Antes mi madre me contaba historias del futuro. Lo que podría pasar si. Los relatos y el miedo preventivo forman parte de la educación. Hoy, como ayer, me cuenta historias del presente -novelas, los alimentos de la compra, agravios y felicidades- y también me relata con cierta frecuencia cuentos del pasado. Uno me estremece. Me lo corroboran mi marido y el escritor Carlos Castán. Los tres me describen un barrio -Cuatro Caminos, Estrecho, Tetuán- y sus cines: Montija, Europa, Lido, Carolina, Versalles, Tetuán, Cristal, Savoy... En Pacífico, en el otro extremo de Madrid, recuerdo haber ido con mi abuela a los programas dobles y la sesión continua del cine Granada, del Sevilla, del California. El cine era un elemento fundamental en el paisaje.

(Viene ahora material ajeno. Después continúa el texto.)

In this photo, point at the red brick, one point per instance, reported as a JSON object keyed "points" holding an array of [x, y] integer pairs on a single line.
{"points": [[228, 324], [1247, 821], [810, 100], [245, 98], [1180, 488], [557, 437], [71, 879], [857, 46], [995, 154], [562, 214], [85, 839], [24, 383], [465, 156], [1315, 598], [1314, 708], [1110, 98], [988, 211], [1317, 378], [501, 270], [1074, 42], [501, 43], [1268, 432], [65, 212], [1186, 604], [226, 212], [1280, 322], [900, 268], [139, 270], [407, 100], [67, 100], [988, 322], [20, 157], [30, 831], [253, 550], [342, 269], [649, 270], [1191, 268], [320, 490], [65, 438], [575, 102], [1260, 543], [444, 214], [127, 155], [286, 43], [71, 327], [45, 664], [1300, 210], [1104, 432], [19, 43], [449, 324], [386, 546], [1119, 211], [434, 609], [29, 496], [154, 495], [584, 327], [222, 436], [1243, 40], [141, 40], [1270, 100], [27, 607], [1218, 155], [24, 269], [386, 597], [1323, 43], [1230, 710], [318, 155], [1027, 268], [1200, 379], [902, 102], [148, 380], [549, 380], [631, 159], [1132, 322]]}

Hoy los cines se han reconvertido en gimnasios. O peor: en body building centers. O en iglesias adventistas. Soy partidaria de la gimnasia -hago flexiones en el cuarto de estar-, pero echo de menos la magnesia.



La metamorfosis del escenario urbano revela una transformación en nuestra cartografía mental y, a su vez, esta mutación se relaciona con nuestros hábitos de consumo, incluyendo el de la cultura consumible. En esta tachadura de los cines como espacios públicos; en esta extinción de las especies a las que les gustaba ver las películas de forma gregaria y en pantalla gigante; en el perdido aroma de los bocadillos de sardinas y en el sonido de los dientes que rompen las cáscaras de pipas en los cines de verano, celebro la aparición de cooperativas que levantan la verja de cines en Barcelona, Sevilla, Madrid, Santiago o Mallorca y solo espero que el espectáculo no se empijezca, sacralice o hipsterice. Seguimos necesitando compartir relatos. Además, mi madre no me anunció este apocalipsis y yo no me siento preparada.